OAKLAND (CBS SF) -- The Alameda County Sheriff's Department apologized Tuesday for a retweet on its social media account of a video post from prominent
white nationalist Richard Spencer.

Alameda County sheriff's Sgt. Ray Kelly said he mistakenly hit the post button while researching social media posts involving a right-wing rally planned in Berkeley later this month.

The video was of a media briefing held by Spencer following the "Unite the Right" rally in Charlottesville that turned deadly when a man drove a car into a crowd of counter-protesters, killing a woman and injuring nearly two dozen other people.

Kelly said he was doing research on Spencer because he's a "focal point" of the "No to Marxism in America" rally. He said when he was trying to close the video, he "hit a bunch of buttons at the bottom, and one must have been the retweet button."

The tweet remained shared on the Twitter profile of the sheriff's office for an extended period of time, prompting inquiries from journalists and other Twitter users.

"I'm not very savvy with Twitter," Kelly said. "I had to call our IT person to take it down, that's why it took a bit of time."

"It was a mistake, I deserve it on this one," he said, but emphasized "it was an accident, and there was no ill will or bad intention."

The Aug. 27 Berkeley event is planned for 1 p.m. in Martin Luther King Jr.

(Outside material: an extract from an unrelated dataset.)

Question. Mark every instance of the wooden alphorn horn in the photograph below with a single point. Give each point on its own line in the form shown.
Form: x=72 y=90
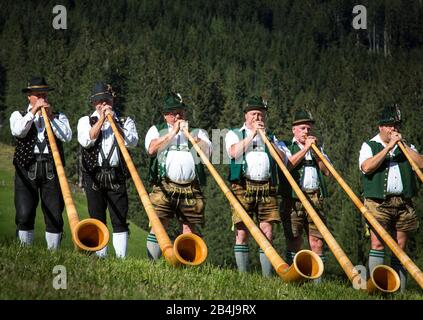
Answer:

Civic Center Park and is already prompting plans for a counter-protest.

Multiple similar events organized by white nationalists took place in Berkeley earlier this year, most recently in late April following the cancellation of a planned speech by conservative commentator Ann Coulter at University of California at Berkeley.

The demonstrations have turned violent with several arrests and injuries.